As mentioned before, NLP and speech recognition are the foundations of virtual assistant design. There are four main tasks that make this system process voice inputs into voice outputs. The process starts with converting a voice input (question or command) into text- interpreting text- taking a decision- converting text to speech out. This cycle repeats as much as the user continues asking or commanding the system. In more technical terms. Virtual assistant (Siri) receives the user’s voice input using a microphone. Speech recognition then uses NLP to encode voice input and convert it into recognizable computer data.

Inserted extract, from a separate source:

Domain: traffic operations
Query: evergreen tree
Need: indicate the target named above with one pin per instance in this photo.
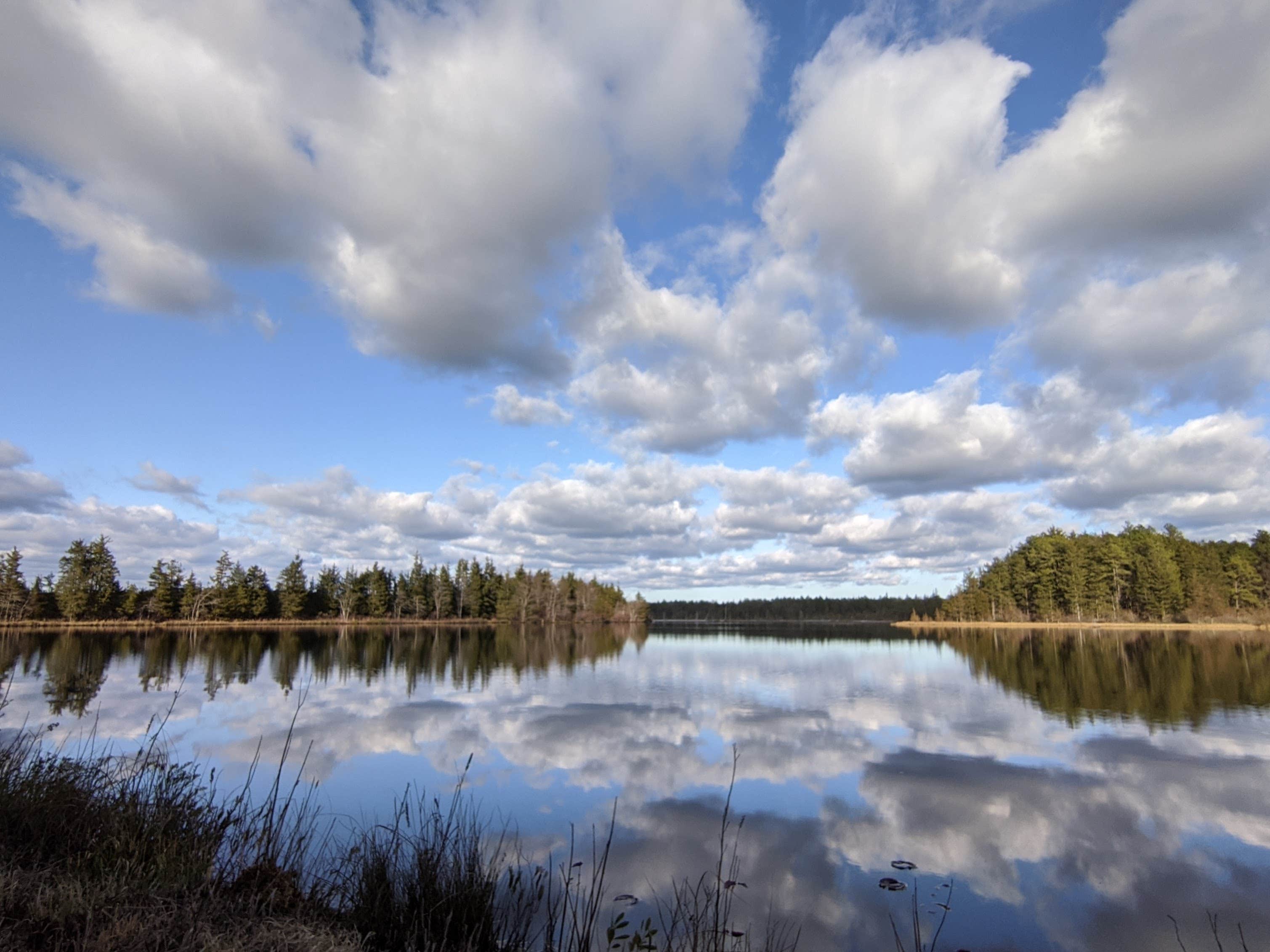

Linking speech recognition to complex NLP helps the software to figure out what the user says, means, and what wants to happen. The software connects with a third party to make a decision and implements the user’s command (take action) or answer the user’s question by decoding the answer into recognizable computer data, to be then sent out as a speech sound output in Siri’s speaker. The following diagram illustrates the many levels that Siri’s complex system consists of.
Using virtual assistants already has and will have in the future many useful applications. Especially when it comes to medical applications and dealing with physically challenged individuals. However, the psychological effects derived from the emotional bonds that users could form with the future generations of Siri and similar VAs is alarming. Watching the controversial movie Her and reading about Gatebox made me deeply think of the future social and psychological impact of virtual assistants on the human race. Raising awareness about the design principles of VAs will definitely mitigate illusions and hypes created by marketing campaigns by companies for their VAs. Revealing the layers of this innovative system validates what Boris Katz said “current AI techniques aren’t enough to make Siri or Alexa truly smart.”